お隣のユニットメイトは出身国アメリカの時間に合わせて、イスラエルの深夜に大声で叫びながらゲームしたり、皿を洗わず放置したり、というちょっと困った人でした。当初、全く皿を洗わず、私が全て掃除・皿洗いをしていて、腹を立ててばかりいました。何度か伝えていましたが、はっきりと洗って!と伝えてからは洗ってくれるようになったので、きちんと伝えることが大事なんだなあと学ぶ機会になりました。
彼の家族は日本好きで、ジブリやアニメをほとんど見たことのない私に、「お前は、お前の国の、偉大な作品を知らないのか」と半ば強制的に「千と千尋の神隠し」「AKIRA」「エヴァンゲリオン」を見せられました。
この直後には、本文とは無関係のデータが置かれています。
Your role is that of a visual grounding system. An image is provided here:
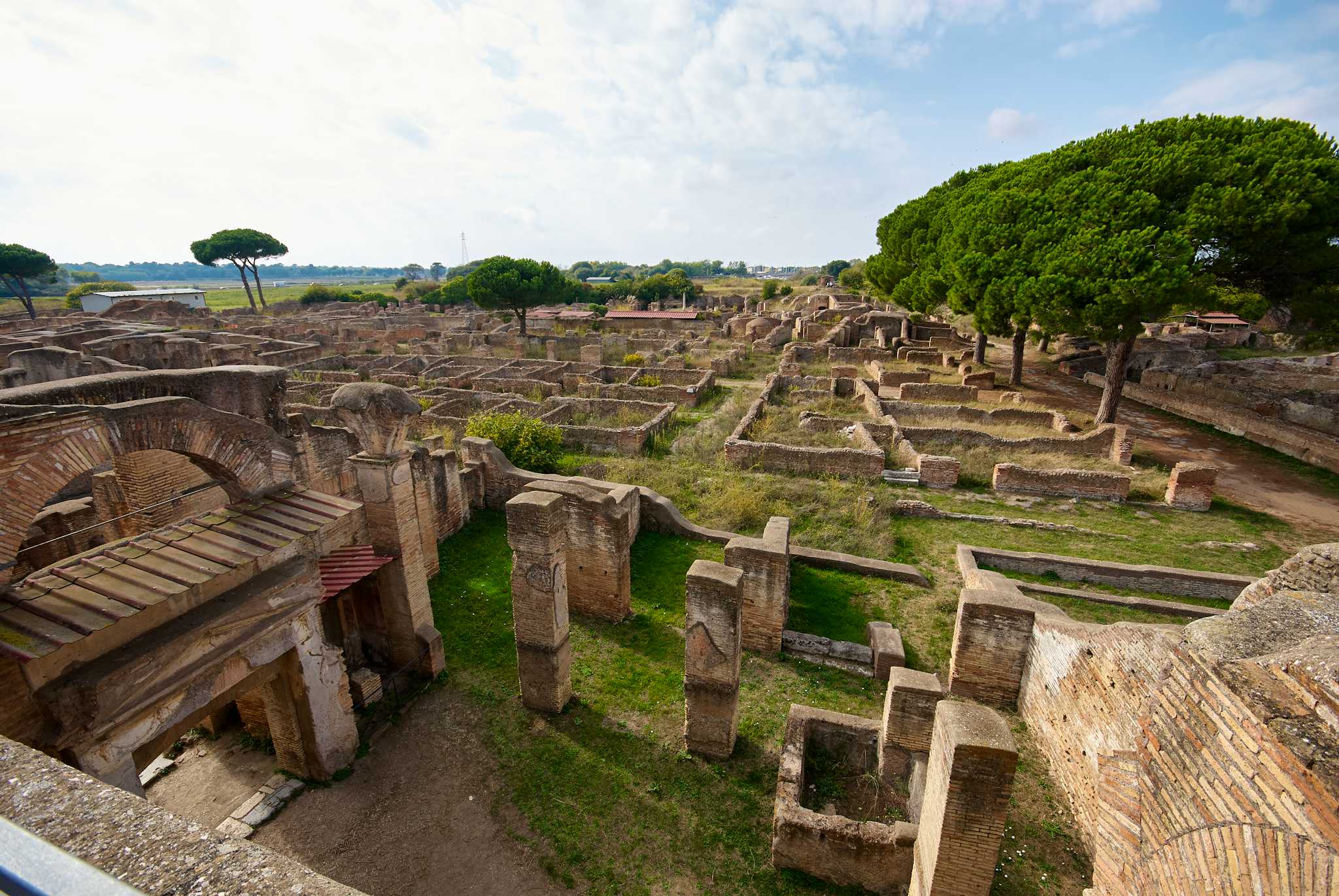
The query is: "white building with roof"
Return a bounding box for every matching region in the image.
[79,290,207,315]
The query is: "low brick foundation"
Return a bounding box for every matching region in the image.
[1166,461,1219,510]
[991,463,1130,501]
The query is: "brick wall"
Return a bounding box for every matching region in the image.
[991,463,1130,501]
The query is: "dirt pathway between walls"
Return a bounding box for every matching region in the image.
[1007,350,1339,535]
[254,688,562,896]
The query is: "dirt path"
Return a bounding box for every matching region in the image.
[254,688,571,896]
[146,729,282,827]
[1007,350,1339,533]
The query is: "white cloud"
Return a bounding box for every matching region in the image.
[1228,0,1271,19]
[0,0,1006,264]
[985,106,1038,141]
[1157,54,1339,128]
[1087,0,1162,25]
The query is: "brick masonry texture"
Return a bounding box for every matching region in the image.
[525,482,632,622]
[908,701,1017,896]
[771,705,916,893]
[947,545,1339,896]
[506,491,571,712]
[991,463,1130,501]
[683,560,743,759]
[724,517,790,654]
[1166,461,1219,510]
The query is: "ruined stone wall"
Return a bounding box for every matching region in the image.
[991,463,1130,501]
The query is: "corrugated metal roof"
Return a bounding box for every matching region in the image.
[604,310,698,320]
[84,290,205,299]
[317,545,395,600]
[0,486,362,661]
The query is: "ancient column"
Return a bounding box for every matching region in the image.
[74,744,144,797]
[683,560,745,759]
[506,491,571,712]
[908,701,1017,896]
[726,517,790,654]
[331,383,446,675]
[525,481,629,623]
[1165,461,1219,510]
[261,609,358,781]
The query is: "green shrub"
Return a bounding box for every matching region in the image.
[465,411,562,473]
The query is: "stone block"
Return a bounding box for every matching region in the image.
[865,620,906,682]
[963,364,995,388]
[515,637,571,712]
[880,667,944,755]
[724,517,790,654]
[1165,461,1219,510]
[908,701,1017,896]
[683,560,743,758]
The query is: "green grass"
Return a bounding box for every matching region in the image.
[0,280,395,314]
[1031,595,1192,625]
[431,512,883,893]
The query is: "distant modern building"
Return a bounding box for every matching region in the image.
[79,290,207,315]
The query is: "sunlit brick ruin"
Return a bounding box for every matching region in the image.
[0,288,1339,896]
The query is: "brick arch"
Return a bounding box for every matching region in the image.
[0,398,296,584]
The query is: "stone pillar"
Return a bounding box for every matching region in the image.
[331,383,446,675]
[525,480,632,623]
[878,669,944,767]
[916,454,960,489]
[506,491,571,712]
[908,701,1017,896]
[726,517,790,654]
[865,620,906,682]
[948,588,1036,706]
[683,560,745,759]
[1165,461,1219,510]
[74,746,144,797]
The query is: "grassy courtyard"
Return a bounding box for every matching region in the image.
[431,512,1119,896]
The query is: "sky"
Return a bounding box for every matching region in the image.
[0,0,1339,265]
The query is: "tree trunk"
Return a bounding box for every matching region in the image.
[233,261,256,310]
[1096,336,1134,423]
[0,274,37,320]
[1008,325,1027,386]
[252,259,265,308]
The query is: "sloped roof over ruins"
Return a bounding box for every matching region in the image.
[0,486,362,661]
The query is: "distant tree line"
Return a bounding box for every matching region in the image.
[862,115,1339,423]
[568,259,749,280]
[48,261,400,282]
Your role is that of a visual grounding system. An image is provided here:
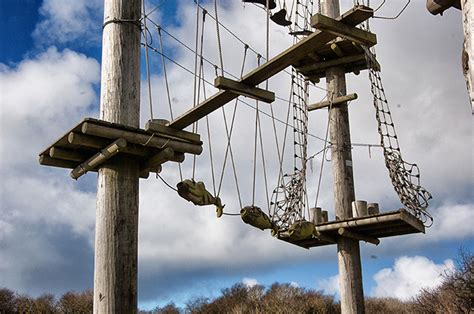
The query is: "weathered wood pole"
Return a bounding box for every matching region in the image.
[94,0,141,313]
[321,0,364,314]
[461,0,474,114]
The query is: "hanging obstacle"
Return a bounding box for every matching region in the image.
[39,118,202,179]
[176,179,225,218]
[242,0,276,10]
[270,9,291,26]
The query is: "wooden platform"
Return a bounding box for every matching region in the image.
[278,209,425,249]
[169,6,375,129]
[295,38,380,83]
[39,118,202,179]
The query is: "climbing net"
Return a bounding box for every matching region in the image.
[140,0,431,230]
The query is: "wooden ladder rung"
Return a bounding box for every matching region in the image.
[311,14,377,47]
[214,76,275,103]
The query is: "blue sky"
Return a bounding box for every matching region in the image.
[0,0,474,308]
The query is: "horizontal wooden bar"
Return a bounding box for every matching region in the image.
[316,209,425,233]
[168,6,373,129]
[308,93,358,111]
[71,138,127,180]
[214,76,275,103]
[39,155,77,169]
[49,147,87,162]
[337,228,380,245]
[82,122,202,155]
[145,120,201,144]
[311,13,377,48]
[297,54,365,74]
[67,132,110,148]
[140,147,174,177]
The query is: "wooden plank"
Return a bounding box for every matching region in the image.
[337,228,380,245]
[82,122,202,155]
[140,147,174,173]
[214,76,275,103]
[145,120,202,144]
[49,147,87,162]
[71,138,127,180]
[308,93,358,111]
[331,43,345,58]
[311,13,377,47]
[67,132,110,149]
[168,6,373,129]
[39,155,78,169]
[297,54,365,74]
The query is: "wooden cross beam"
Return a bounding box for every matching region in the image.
[214,76,275,103]
[168,6,374,129]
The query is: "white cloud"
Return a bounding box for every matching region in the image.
[316,275,339,297]
[0,48,99,291]
[371,256,454,300]
[242,278,258,288]
[33,0,103,44]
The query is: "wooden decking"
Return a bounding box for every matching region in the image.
[168,6,375,129]
[39,118,202,179]
[278,209,425,249]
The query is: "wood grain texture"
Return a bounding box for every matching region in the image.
[322,0,365,313]
[94,0,141,313]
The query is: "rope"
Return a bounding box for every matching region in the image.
[157,27,183,181]
[142,0,153,120]
[363,42,433,223]
[214,0,224,76]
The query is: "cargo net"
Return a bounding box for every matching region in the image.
[271,69,308,229]
[364,47,433,225]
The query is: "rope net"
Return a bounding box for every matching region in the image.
[363,41,433,224]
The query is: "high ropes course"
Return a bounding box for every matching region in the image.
[40,0,432,248]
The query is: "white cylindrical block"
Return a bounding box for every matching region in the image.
[310,207,322,225]
[321,210,329,222]
[367,203,379,215]
[352,200,367,218]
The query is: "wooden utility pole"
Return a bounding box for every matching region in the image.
[94,0,142,313]
[321,0,364,313]
[461,0,474,114]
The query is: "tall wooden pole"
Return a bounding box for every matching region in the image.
[321,0,364,314]
[94,0,142,313]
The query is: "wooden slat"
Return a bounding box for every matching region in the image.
[39,155,78,169]
[145,120,201,144]
[49,147,87,162]
[71,138,127,180]
[308,93,358,111]
[168,6,373,129]
[82,122,202,155]
[214,76,275,103]
[297,54,365,73]
[311,13,377,47]
[331,43,345,58]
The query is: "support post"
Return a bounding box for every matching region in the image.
[94,0,142,313]
[322,0,364,313]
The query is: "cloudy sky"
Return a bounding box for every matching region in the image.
[0,0,474,308]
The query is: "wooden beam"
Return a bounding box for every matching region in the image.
[330,43,345,58]
[140,147,184,174]
[311,13,377,47]
[39,155,77,169]
[337,228,380,245]
[308,93,358,111]
[71,138,127,180]
[82,122,202,155]
[214,76,275,103]
[67,132,110,148]
[49,147,87,162]
[145,120,202,145]
[168,6,373,129]
[297,54,365,73]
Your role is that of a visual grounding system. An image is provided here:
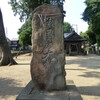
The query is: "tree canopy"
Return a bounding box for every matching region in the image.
[9,0,65,46]
[63,22,72,33]
[9,0,65,21]
[83,0,100,46]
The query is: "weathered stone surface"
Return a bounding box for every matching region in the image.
[31,4,66,91]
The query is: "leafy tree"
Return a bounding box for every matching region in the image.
[0,10,17,66]
[83,0,100,23]
[83,0,100,46]
[9,0,65,21]
[86,24,96,44]
[80,32,88,39]
[63,22,72,33]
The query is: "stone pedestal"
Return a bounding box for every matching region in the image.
[16,80,82,100]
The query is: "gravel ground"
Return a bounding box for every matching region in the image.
[65,55,100,100]
[0,54,100,100]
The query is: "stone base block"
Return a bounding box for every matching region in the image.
[16,80,82,100]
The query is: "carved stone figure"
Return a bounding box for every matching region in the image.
[31,4,66,91]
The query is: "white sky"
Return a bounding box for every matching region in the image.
[0,0,88,39]
[64,0,88,34]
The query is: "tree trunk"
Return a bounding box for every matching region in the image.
[0,10,17,66]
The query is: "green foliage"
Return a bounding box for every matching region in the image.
[80,32,88,39]
[96,34,100,46]
[83,0,100,23]
[9,0,65,21]
[92,12,100,34]
[83,0,100,46]
[86,25,96,44]
[63,22,72,33]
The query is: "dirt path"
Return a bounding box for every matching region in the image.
[65,55,100,100]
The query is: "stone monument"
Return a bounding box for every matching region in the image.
[31,4,66,91]
[16,4,82,100]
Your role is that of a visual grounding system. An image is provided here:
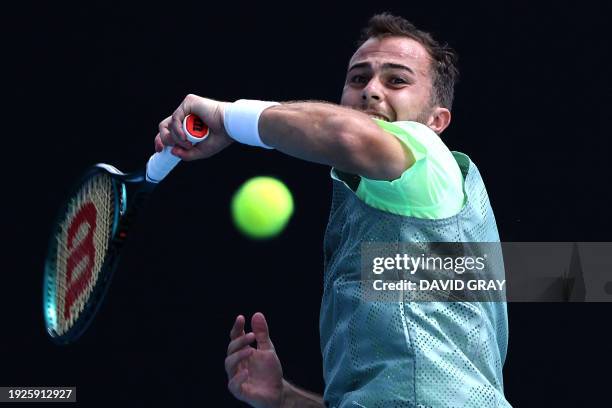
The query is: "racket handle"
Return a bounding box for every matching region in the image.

結果どれも名作ばかりで、アニメがいかに素晴らしいエンタメであるか、感銘を受けました。日本人がアニメの面白さをアメリカ人から知るというのはどうなんだ、というのは我ながら恥ずかしくはあります。でも、ルームシェアならではの異文化体験したのは、今となってはいい思いです。
家賃や物価について
イスラエルは物価が高く、その中でもとりわけテルアビブは高いです。寮費は650米ドルでしたが、私が寮に住み始めた2022年10月は円ドル為替が150円前後でしたので、日本円にすると約10万円。日本の感覚からすれば、ワンルーム、しかもシェアでこの値段というのはかなり高めの設定ですが、テルアビブではこれでも良心的な情熱価格。
私は調べていないので実際の相場は分かりませんが、日本でいう1LDKのお部屋を借りてる友人たちの話では、月6,000シェケル(≒24万円、1シェケル40円計算)前後という人が多かった気がします。10,000シェケル(≒40万円)以上という人も聞きましたが、裕福な家庭の人もしくは既に働いている方だったように思います。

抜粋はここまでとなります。